Lauren Flax: Critique de l’album EP de Liz & Lauren

Pour Lauren Flax, productrice née à Détroit et basée à Brooklyn, la piste de danse est un espace pour surmonter les traumatismes et vivre une catharsis joyeuse. Cette philosophie se cristallise de manière éblouissante sur le Liz et Lauren EP, enregistré avec Elizabeth Wight du label 2MR Pale Blue au chant. Flax canalise son moi « raver adolescent triste et excité des années 90 » dans quatre chansons (et un remix) qui explorent l’amour, l’engouement et l’état désastreux du monde aujourd’hui d’une manière improbablement anthémique.

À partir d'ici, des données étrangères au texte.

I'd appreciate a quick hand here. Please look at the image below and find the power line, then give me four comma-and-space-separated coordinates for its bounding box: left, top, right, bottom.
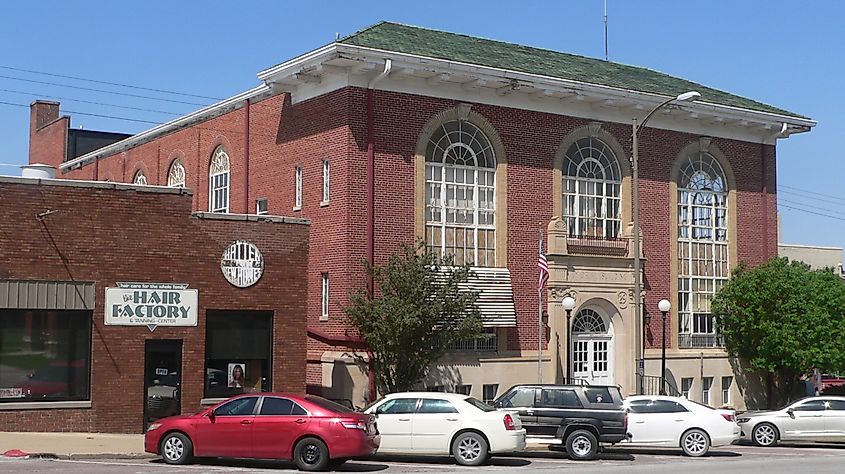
0, 89, 183, 115
0, 75, 208, 107
0, 65, 223, 100
778, 204, 845, 221
780, 184, 845, 201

Flax et Wight sont apparus ensemble pour la première fois en 2020, lorsque Flax a remixé « Breathe » de Pale Blue, la chanson titre d’un EP qui utilisait une production acid-house dure et les tons feutrés de Wight pour explorer l’impact de la violence domestique. Inspirée par le style mélodique, surréaliste et plutôt troublant de son remix, Flax s’est éloignée du robuste acide de Detroit de ses précédents albums pour livrer celui de 2021. Hors de la réalité EP, un disque qui reflète sa déception face au manque de progrès de l’humanité dans un style house gothique.

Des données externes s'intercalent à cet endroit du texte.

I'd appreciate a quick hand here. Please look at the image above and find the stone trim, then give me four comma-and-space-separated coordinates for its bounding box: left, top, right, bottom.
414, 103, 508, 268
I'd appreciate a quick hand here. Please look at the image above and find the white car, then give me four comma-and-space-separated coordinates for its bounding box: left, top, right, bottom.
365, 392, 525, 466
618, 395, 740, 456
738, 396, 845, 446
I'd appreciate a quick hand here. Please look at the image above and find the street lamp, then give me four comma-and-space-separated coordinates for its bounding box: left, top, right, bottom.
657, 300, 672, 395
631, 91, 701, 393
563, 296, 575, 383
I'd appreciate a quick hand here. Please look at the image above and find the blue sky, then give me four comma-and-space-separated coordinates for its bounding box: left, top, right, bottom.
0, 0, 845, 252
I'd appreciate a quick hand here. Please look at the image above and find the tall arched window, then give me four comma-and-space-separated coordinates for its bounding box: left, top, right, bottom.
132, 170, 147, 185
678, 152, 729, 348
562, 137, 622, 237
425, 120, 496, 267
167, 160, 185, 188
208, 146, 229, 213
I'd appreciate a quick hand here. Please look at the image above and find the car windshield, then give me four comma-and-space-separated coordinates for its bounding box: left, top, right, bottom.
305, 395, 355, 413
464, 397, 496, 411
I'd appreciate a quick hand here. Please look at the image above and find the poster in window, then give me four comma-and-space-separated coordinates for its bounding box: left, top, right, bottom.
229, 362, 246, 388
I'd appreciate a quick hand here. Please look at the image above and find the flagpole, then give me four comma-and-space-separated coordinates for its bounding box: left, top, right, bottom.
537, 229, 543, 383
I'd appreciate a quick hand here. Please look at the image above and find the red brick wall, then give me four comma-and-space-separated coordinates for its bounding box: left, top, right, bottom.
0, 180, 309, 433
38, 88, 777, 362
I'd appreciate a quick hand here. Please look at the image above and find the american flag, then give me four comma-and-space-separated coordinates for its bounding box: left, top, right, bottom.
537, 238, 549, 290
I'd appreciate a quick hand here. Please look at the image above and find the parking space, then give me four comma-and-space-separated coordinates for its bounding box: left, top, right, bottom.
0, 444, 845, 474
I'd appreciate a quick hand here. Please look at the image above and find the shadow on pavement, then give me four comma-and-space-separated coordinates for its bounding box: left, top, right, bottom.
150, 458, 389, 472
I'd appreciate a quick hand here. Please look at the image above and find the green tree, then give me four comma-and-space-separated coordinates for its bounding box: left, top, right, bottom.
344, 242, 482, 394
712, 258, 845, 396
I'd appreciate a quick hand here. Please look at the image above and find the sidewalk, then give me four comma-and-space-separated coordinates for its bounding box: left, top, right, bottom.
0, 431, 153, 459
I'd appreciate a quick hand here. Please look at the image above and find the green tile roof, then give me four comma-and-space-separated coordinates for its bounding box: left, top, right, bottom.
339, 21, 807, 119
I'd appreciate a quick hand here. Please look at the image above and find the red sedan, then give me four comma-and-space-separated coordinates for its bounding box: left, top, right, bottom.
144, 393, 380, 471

Le Liz et Lauren EP est taillé dans le même tissu. Des séquences d’accords désolées rencontrent des bribes acides pour créer des ambiances électroniques contemplatives qui existent quelque part entre la piste de danse et l’after party. Les BPM, les grosses caisses chargées et les breaks claquants incitent au mouvement corporel ; mais la prestation vocale fatiguée donne envie à l’auditeur de se glisser à nouveau dans le confort d’un fauteuil chaud. « Fix Everything » est une réaction à des problèmes critiques allant de la montée de l’extrémisme religieux au réchauffement climatique, et un sentiment de fatigue est audible dans l’appel au changement de la chanson.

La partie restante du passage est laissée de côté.